Now here comes the tricky part, the user should be able to delete Products from the database but these deletions may not affect the content of a Template. In other words, even if a Product is deleted, the Template should still have access to it. This could be solved by adding a flag "deleted" to the Product. If a Product is deleted, then it may not be searched explicitly from the database, but it can be fetched implicitly (for example via the reference in the Template class).
The idea behind this is that when an ActualObject is created from a template, the user is notified in the user interface that "The Template X had a Product Z with the parameters A, B and C, but this product has been deleted and cannot be added as such in ActualObject Z".
My problem is how I should mark these deleted objects as deleted. Before someone suggests that just update the delete flag instead of doing an actual delete query, my problem is not that simple. The delete flag and its behaviour should exist in all POJOs, not just in Product. This means I'll be getting cascade problems. For example, if I delete a Template, then the Products should also be deleted and each Product has a reference to a Price-object which also should be deleted and each Price may have a reference to a VAT-object and so forth. All these cascaded objects should be marked as deleted.
My question is how can I accomplish this in a sensible manner.
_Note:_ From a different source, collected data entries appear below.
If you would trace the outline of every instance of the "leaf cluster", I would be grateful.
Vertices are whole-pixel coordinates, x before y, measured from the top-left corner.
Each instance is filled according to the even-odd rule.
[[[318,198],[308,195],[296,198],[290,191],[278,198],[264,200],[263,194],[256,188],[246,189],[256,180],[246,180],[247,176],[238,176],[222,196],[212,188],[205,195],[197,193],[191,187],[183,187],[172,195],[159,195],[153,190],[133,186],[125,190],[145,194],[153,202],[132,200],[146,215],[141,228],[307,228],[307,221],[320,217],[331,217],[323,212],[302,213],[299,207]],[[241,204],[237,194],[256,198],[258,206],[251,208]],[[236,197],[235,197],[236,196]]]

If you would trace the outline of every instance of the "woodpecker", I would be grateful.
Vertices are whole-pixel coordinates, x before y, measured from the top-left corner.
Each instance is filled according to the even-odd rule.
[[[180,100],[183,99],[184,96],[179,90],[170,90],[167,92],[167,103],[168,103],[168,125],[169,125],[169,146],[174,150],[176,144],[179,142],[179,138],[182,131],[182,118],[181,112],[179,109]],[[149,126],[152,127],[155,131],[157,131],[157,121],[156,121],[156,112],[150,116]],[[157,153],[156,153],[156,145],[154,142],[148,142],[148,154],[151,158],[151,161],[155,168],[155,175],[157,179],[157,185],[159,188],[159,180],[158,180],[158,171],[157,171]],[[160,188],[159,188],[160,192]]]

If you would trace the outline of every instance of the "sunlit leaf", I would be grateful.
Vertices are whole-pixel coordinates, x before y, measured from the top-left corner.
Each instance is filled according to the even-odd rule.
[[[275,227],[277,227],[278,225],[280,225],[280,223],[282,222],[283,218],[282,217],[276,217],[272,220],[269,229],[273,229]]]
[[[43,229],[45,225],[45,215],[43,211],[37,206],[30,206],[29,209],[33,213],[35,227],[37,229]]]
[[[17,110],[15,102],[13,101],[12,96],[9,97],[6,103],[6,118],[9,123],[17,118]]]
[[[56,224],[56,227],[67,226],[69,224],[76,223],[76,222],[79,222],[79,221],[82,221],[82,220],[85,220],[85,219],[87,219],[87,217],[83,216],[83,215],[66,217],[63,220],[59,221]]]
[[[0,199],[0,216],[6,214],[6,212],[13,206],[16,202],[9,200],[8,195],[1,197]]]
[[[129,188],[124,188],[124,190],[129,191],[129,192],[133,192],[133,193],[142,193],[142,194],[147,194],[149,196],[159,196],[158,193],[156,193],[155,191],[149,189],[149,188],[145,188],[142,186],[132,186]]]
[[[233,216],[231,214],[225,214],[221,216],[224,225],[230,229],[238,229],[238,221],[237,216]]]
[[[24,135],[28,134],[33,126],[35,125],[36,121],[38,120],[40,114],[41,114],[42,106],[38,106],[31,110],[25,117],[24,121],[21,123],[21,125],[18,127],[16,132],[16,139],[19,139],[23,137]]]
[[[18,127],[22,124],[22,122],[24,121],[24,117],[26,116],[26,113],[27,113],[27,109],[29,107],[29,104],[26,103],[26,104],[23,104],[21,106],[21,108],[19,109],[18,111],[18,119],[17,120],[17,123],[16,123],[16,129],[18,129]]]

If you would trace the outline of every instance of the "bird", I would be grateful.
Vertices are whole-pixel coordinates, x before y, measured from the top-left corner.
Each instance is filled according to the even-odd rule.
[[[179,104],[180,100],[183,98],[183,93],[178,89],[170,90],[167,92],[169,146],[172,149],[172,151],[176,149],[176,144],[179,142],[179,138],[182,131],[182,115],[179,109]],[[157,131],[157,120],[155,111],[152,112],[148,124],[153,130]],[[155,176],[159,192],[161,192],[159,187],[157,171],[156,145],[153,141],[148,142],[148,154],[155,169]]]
Going through every object (which are being deleted) checking each field for references which should be deleted, going through their references etc is quite laborious and bugs are easy to slip in.
I'm using Hibernate, I was wondering if Hibernate would have any such inbuilt features. Another idea that I came to think of was to use hibernate interceptors to modify an actual SQL delete query to an update query (I'm not even 100% sure this is possible). My only concern is that does Hibernate rely on cascades in foreign keys, in other words, the cascaded deletes are done by the database and not by hibernate.
My problem is how I should mark these
deleted objects as deleted.
I think you have choosen a very complex way to solve the task. It would be more easy to introduce ProductTemplate. Place into this object all required properties you need. And also you need here a reference to a Product instance. Than instead of marking Product you can just delete it (and delete all other entities, such as prices). And, of course, you should clean reference in ProductTemplate. When you are creating an instance of ActualObject you will be able to notify the user with appropriate message.
I think you're trying to make things much more complicated than they should be... anyway, what you're trying to do is handling Hibernate events, take a look at Chapter 12 of Hibernate Reference, you can choose to use interceptors or the event system.
In any case... well good luck :)
public interface Deletable {
public void delete();
}
Have all your deletable objects implement this interface. In their implementations, update the deleted flag and have them call their children's delete() method also - which implies that the children must be Deletable too.
Of course, upon implementation you'll have to manually figure which children are Deletable. But this should be straightforward, at least.
If I understand what you are asking for, you add an #OneToMany relationship between the template and the product, and select your cascade rules, you will be able to delete all associated products for a given template. In your product class, you can add the "deleted" flag as you suggested. This deleted flag would be leveraged by your service/dao layer e.g. you could leverage a getProdcuts(boolean includeDeleted) type concept to determine if you should include the "deleted" records for return. In this fashion you can control what end users see, but still expose full functionality to internal business users.
The flag to delete should be a part of the Template Class itself. That way all the Objects that you create have a way to be flagged as alive or deleted. The marking of the Object to be deleted, should go higher up to the base class.